90'larda Türkiye'ye ilk gelişimde buradaki seyircinin iyi bir caz dinleyicisi olduğunu gördüğümde oldukça şaşırdığımı söylemeliyim. Caz aslında Anadolu müziğinden oldukça farklı geliyordu bana. Ama kendimi diğer müziklere açmaya ve farklı kültürlerin müziklerini öğrenmeye karar vermemde Anadolu müziği belirleyici oldu. Bu noktada İstanbul Project (İstanbul Projesi) benim için bir hayli önemli bir basamak oldu. Burhan Öcal, Bilal Karaman gibi müzisyenlerden özellikle Anadolu müziğinde hakim olan farklı ritimler konusunda oldukça fazla şey öğrendim. Bir süre sonra bize ait olan ortak şeylerin farkına varmaya başladık ve bu sayede beraber müzik yapabildik. İstanbul Projesi'nden hemen önce, müzisyenlerin bana gösterdiği ritimlerle bir stüdyoda prova yapıyorduk ve bu stüdyonun sahibi olan hoş bayan da çaldığımız tempoya göre dans ediyordu. Bir ritim eşliğinde dans eden birini gördüğünüzde o ritim kafanızda somut olarak anlaşılır hale geliyor; çünkü insan bedeninin o ritimle nasıl etkileşime geçtiğini görebiliyorsunuz. Ne yazık ki o bayanın ismini hatırlayamıyorum ama eminim ki onu bir daha göreceğim ve ona teşekkür edeceğim. Bunun dışında klarnet benim ikinci enstrümanım olduğundan ötürü, Hüsnü Şenlendirici'yle çalışıyor olmak oldukça keyif vericiydi. Birlikte bir düet yaptık ki benim için oldukça muhteşem ve özel bir andı.
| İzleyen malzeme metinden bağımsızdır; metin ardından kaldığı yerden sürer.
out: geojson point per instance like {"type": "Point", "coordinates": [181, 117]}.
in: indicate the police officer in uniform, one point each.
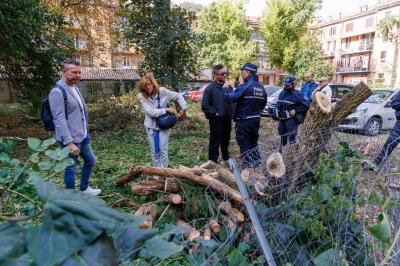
{"type": "Point", "coordinates": [290, 110]}
{"type": "Point", "coordinates": [250, 99]}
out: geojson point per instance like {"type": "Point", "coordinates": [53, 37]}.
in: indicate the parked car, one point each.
{"type": "Point", "coordinates": [338, 91]}
{"type": "Point", "coordinates": [373, 115]}
{"type": "Point", "coordinates": [196, 95]}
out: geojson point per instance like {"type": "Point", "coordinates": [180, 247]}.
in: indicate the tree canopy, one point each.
{"type": "Point", "coordinates": [225, 36]}
{"type": "Point", "coordinates": [31, 48]}
{"type": "Point", "coordinates": [164, 35]}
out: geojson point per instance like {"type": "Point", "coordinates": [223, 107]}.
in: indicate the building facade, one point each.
{"type": "Point", "coordinates": [354, 47]}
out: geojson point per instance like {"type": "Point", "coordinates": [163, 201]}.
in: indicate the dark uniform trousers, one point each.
{"type": "Point", "coordinates": [220, 135]}
{"type": "Point", "coordinates": [247, 138]}
{"type": "Point", "coordinates": [390, 144]}
{"type": "Point", "coordinates": [287, 130]}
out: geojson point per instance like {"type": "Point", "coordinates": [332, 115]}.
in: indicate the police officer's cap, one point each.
{"type": "Point", "coordinates": [289, 80]}
{"type": "Point", "coordinates": [249, 67]}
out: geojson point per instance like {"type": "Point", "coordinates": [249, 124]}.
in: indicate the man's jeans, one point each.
{"type": "Point", "coordinates": [390, 144]}
{"type": "Point", "coordinates": [159, 158]}
{"type": "Point", "coordinates": [88, 163]}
Konserleriniz için İstanbul’u defalarca ziyaret ettiniz. İstanbul hakkında ne düşünüyorsunuz? İstanbul’da bulunmaktan keyif alıyor musunuz?
İstanbul benzersiz bir şehir... Birçok kültür İstanbul’da bir araya geliyor. Şehirdeki güzellik ve acayipliklerin birlikteliklerine bayılıyorum. Acayiplik derken, çılgın trafikten ve herkesin bir yerden başka bir yere koşturmasından bahsediyorum. Ben New York City’de yaşıyorum o yüzden hareketli ve bol aktiviteli yerler bana kendimi iyi ve rahat hissettiriyor. Tüm bu çılgınlığın ve hareketin ortasında, bir kilim dükkânına veya müzik dükkânına giriyorsun ve her şey yavaşlıyor. Bu tip yerler bir fırtınanın ortasındaki sükûnet gibi... Sadece dükkân sahipleriyle konuşarak bir müzik dükkânının içinde saatlerimi geçirdim. Bir kilimciyle Amerikan ve Türk kültür farklarını konuşarak ve çay içerek saatlerimi geçirdim.